BRIEF DESCRIPTION OF THE DRAWINGS
FIG. 1 is a block diagram illustrating the constitution of the
whole apparatus necessary for carrying out the invention;
FIG. 2 is a figure showing the ion source section of the chemical
agent detector;
FIG. 3 is a figure showing the mass spectrometry section of the
chemical agent detector;
FIG. 4 is a figure showing a mass spectrum of DC;
FIG. 5 is a figure showing a mass spectrum of DA;
FIG. 6 is a figure showing the signals detected in tandem mass
spectrometry of DC;
FIG. 7 is a figure showing a calibration curve for DA in tandem
mass spectrometry;
FIG. 8 is a figure showing the signals detected in mass
spectrometry of DC;
FIG. 9 is a figure showing the signals detected in mass
spectrometry of DA;
FIG. 10 is a figure showing the signals detected in mass
spectrometry of a mixed sample containing DC and DA;
FIG. 11 is a figure schematically illustrating a prior art chemical
agent detector;
FIG. 12 is a figure illustrating the contents of a database;
FIG. 13 is a figure showing the display section; and
FIG. 14 is a figure showing a flowchart for determining the
required concentrations.
DETAILED DESCRIPTION OF THE PREFERRED EMBODIMENTS
In the following, referring to the drawings, certain modes of
embodiment of the present invention are described in detail.
FIG. 1 is a block diagram illustrating the constitution of the
whole apparatus necessary for carrying out the invention. As a
typical example, the case of monitoring the concentrations of
chemical agents released into the atmosphere on the occasion of
digging up and recovering an abandoned chemical weapon is
described.
On the occasion of digging up and recovering, among others, of an
abandoned chemical weapon, there is the risk of contamination of
the soil by a chemical agent and, in addition, there is the
possibility of an undiscovered chemical weapon, for instance, being
contained in the soil and, therefore, careful management is
required. Thus, a tent 22 is set up in the vicinity of the digging
up/recovering site 21. It is necessary to maintain the inside of
the tent 22 at a negative pressure relative to the outside open air
so that even when a chemical agent gas is generated within the
inside, the gas may be prevented from leaking out of the tent. For
that purpose, the air inside the tent 22 is always exhausted by an
exhaust fan 23, while the open air is fed to the tent inside
through an air inlet 33. The pressure within the tent 22 is
determined by the conductance balance between air intake and air
exhaustion. The exhaust pipe 25 for exhausting the air in the tent
22 to the outside is provided with a chemical agent removing filter
24 such as an active carbon filter and, thus, even if a chemical
agent gas is generated in the process of working inside the tent
22, the leakage of the gas to the outside can be prevented.

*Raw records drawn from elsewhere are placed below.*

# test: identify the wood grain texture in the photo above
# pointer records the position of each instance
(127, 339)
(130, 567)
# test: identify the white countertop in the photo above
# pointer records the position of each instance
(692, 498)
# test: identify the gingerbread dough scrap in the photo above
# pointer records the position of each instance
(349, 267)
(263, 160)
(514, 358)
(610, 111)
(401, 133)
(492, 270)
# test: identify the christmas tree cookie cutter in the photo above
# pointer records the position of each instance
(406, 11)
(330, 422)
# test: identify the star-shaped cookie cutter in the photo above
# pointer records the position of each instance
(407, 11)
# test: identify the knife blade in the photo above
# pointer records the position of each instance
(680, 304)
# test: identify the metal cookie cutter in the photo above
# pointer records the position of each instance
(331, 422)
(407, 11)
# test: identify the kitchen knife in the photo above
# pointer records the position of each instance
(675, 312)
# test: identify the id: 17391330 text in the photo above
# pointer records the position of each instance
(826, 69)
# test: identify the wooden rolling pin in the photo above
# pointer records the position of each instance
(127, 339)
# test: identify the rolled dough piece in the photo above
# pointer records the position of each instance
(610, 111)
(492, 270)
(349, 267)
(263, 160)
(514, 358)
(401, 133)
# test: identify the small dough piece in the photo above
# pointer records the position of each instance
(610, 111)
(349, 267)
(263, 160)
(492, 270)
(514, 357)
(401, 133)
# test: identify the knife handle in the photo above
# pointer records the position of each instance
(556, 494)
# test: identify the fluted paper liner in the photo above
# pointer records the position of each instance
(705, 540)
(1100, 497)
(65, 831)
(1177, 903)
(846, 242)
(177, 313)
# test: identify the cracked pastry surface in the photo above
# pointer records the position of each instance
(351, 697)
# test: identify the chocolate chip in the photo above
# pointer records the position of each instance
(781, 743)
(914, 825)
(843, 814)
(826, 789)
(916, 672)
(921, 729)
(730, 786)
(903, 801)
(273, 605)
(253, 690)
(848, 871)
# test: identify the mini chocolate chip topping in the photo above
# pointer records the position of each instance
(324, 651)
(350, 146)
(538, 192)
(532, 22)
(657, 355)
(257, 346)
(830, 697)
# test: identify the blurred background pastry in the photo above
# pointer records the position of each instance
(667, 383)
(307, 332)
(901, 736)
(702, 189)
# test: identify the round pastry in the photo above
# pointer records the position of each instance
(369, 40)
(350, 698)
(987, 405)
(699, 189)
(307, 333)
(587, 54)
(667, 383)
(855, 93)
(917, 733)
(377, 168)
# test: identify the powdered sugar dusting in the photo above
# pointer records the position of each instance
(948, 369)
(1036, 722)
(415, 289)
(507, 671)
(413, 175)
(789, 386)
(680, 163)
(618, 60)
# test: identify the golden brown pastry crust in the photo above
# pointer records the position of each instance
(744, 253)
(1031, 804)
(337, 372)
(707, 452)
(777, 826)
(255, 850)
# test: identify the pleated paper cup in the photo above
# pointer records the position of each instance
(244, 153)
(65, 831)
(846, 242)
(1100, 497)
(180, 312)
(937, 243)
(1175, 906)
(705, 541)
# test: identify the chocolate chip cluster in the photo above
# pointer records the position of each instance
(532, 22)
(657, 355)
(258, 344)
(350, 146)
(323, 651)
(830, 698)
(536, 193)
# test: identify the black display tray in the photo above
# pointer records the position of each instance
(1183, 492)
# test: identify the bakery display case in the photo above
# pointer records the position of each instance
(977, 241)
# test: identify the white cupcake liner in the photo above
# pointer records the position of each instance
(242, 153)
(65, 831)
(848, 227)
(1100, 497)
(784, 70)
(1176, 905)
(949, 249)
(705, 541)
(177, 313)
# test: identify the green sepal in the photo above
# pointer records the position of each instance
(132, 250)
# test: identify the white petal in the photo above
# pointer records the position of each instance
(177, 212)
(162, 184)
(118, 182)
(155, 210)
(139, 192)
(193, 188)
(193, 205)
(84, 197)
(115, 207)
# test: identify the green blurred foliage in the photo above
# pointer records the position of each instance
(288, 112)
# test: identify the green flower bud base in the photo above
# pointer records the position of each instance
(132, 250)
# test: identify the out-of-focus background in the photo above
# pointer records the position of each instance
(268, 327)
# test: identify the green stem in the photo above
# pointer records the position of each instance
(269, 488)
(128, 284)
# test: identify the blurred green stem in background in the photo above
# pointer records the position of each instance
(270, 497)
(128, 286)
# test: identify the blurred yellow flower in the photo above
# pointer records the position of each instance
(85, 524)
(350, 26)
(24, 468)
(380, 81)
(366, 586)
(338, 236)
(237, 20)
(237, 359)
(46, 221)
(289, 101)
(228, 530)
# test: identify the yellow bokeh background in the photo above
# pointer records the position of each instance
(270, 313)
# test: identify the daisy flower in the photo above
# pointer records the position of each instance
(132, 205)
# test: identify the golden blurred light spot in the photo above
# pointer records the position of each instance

However, in preparation for a filter trouble, for example filter
breakthrough, a part of the gas in the exhaust pipe 25 is branched
by an introduction pipeline 28 and introduced into a chemical agent
detector 29. The detection signal from the chemical agent detector
29 is sent to a data processor 30. The data processor 30 refers to
a database 31 storing chemical agent-derived signals, calculates
the chemical agent concentration from the relation between the
signal detected by the chemical agent detector 29 and the chemical
agent concentration (namely sensitivity), and causes the chemical
agent concentration to be displayed in a display section 32.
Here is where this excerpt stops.